Jesús G. Maestro
Fuente: HarperCollins
Jesús G. Maestro, catedrático y autor del libro ‘El fracaso de la felicidad’ (HarperCollins): Jesús G. Maestro es profesor de Universidad especializado en Teoría de la Literatura y Literatura Comparada y ha trabajado como teórico y crítico de la literatura y como editor y traductor. Es también autor de dos obras de referencia: ‘Crítica de la razón literaria’ (2017-2022, 20 vols.) y ‘Ensayo sobre el fracaso histórico de la democracia en el siglo XXI’.
Redacción Farmacosalud.com
«Este libro no es un consolador, sino un dispositivo para pensar de forma diferente y original. No alivia, analiza. Es una ortiga en tu cerebro. No predica resiliencias ni dopajes afectivos. Su método es el bisturí y su marco la dialéctica. ¿El objetivo? La demolición de la felicidad como timo y como instrumento del totalitarismo emocional contemporáneo. De la felicidad y de todo lo que la precede y consensúa […] Lo contrario de la felicidad no es la desdicha ni la infelicidad: es la inteligencia». Meridianamente alejado de tapujos, complejos y toda suerte de cortapisas moralizantes, Jesús G. Maestro presenta su ensayo ‘El fracaso de la felicidad’ con ánimo de rendir homenaje a la libertad de expresión y también con un sano propósito: el de invitar a la reflexión impúdica.
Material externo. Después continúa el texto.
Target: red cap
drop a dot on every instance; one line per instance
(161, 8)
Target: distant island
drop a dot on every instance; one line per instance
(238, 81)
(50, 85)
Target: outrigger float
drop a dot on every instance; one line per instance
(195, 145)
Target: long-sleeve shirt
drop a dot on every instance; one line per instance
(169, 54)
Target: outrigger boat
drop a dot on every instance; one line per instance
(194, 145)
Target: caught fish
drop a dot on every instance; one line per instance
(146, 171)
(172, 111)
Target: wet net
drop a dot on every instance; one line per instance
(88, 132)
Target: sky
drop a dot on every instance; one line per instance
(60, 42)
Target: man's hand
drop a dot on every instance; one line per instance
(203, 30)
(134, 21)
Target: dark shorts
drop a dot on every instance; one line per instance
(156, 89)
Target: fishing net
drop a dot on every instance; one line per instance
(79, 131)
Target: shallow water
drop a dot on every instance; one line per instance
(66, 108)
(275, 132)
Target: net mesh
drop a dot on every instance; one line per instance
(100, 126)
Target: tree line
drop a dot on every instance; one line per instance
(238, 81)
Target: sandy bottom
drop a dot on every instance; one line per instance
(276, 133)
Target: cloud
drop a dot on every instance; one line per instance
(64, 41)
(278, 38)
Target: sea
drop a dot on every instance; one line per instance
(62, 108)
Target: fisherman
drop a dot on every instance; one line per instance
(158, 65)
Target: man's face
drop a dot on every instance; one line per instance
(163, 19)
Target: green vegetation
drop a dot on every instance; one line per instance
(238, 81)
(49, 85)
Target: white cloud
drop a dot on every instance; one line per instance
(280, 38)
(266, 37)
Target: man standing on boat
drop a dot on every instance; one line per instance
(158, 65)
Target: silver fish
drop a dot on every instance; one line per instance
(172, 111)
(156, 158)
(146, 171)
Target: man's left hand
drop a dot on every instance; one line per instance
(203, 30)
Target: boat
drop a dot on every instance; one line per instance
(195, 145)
-Según el Diccionario de la Lengua Española (RAE), la felicidad es un ‘estado de grata satisfacción espiritual y física’. ¿Está de acuerdo?
El diccionario se construye a partir de lo que dicen los hablantes, no de lo que deciden los académicos, aunque ellos crean que deciden algo. Estar o no de acuerdo con lo que hacen en ese club es totalmente irrelevante. Sea como fuere, en efecto, esa es la primera acepción que el diccionario de la Academia registra, pero hay dos acepciones más. La segunda remite al uso que se puede aplicar del término felicidad a determinadas personas o instituciones, como afirmar, por ejemplo, ‘mi mujer es mi felicidad’ o ‘mi trabajo en la universidad no es mi felicidad’. La tercera acepción, finalmente, remite a cualquier tipo de vivencia o hecho exento de adversidad, o incluso determinado por algo gratificante, desde una ‘feliz Navidad’ hasta un ‘feliz viaje’ a los infiernos, por ejemplo.
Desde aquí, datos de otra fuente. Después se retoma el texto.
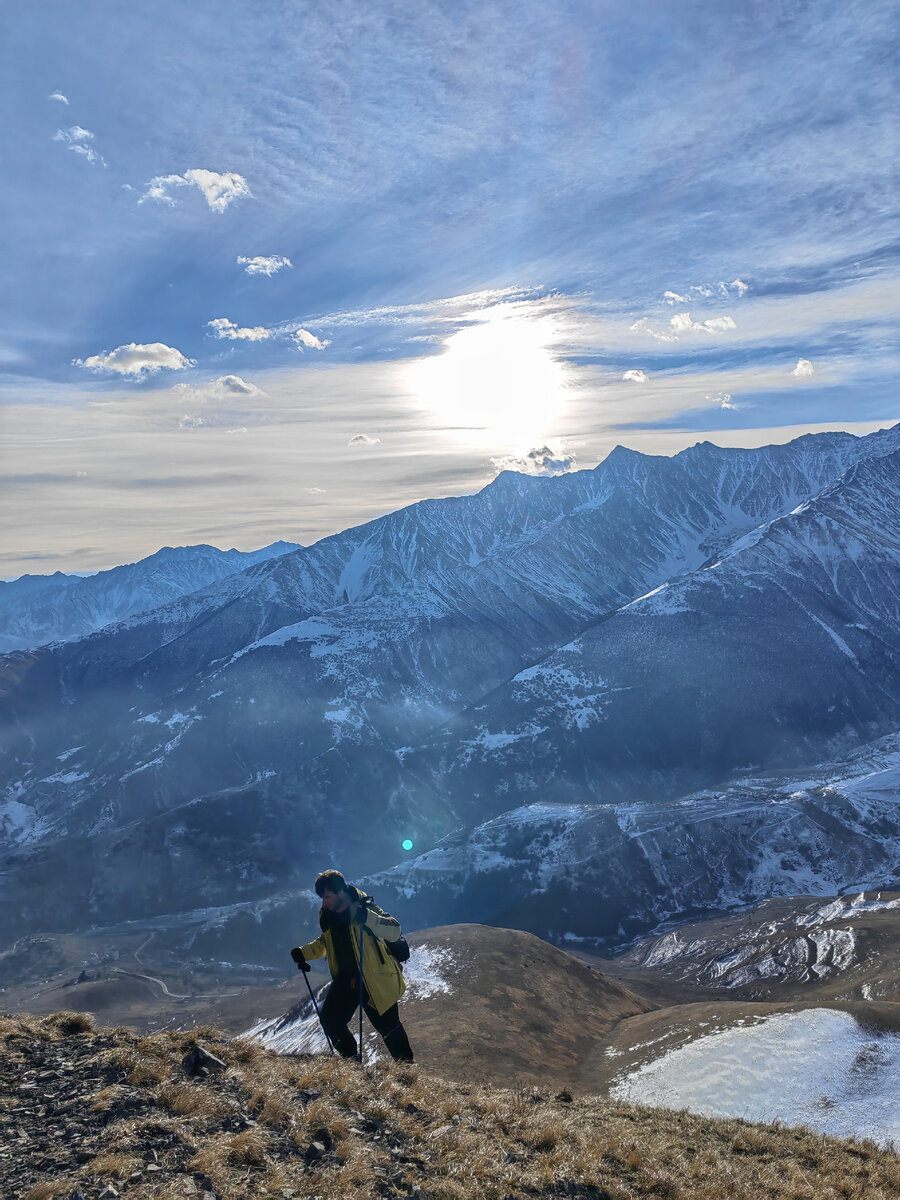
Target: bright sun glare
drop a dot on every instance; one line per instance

De todos modos, el diccionario es una obra que recoge solamente el sentido que los hablantes dan a las palabras, es decir, un sentido lexicográfico, pero no explicita el significado que esas mismas palabras pueden tener dentro de una especialidad determinada, como pueda serlo la medicina, la geometría, la religión o la filosofía. Piénsese, por ejemplo, que en literatura, en poesía, las palabras adquieren un significado que no está en ningún diccionario. En la literatura las palabras significan más de lo que esas mismas palabras dicen en los diccionarios.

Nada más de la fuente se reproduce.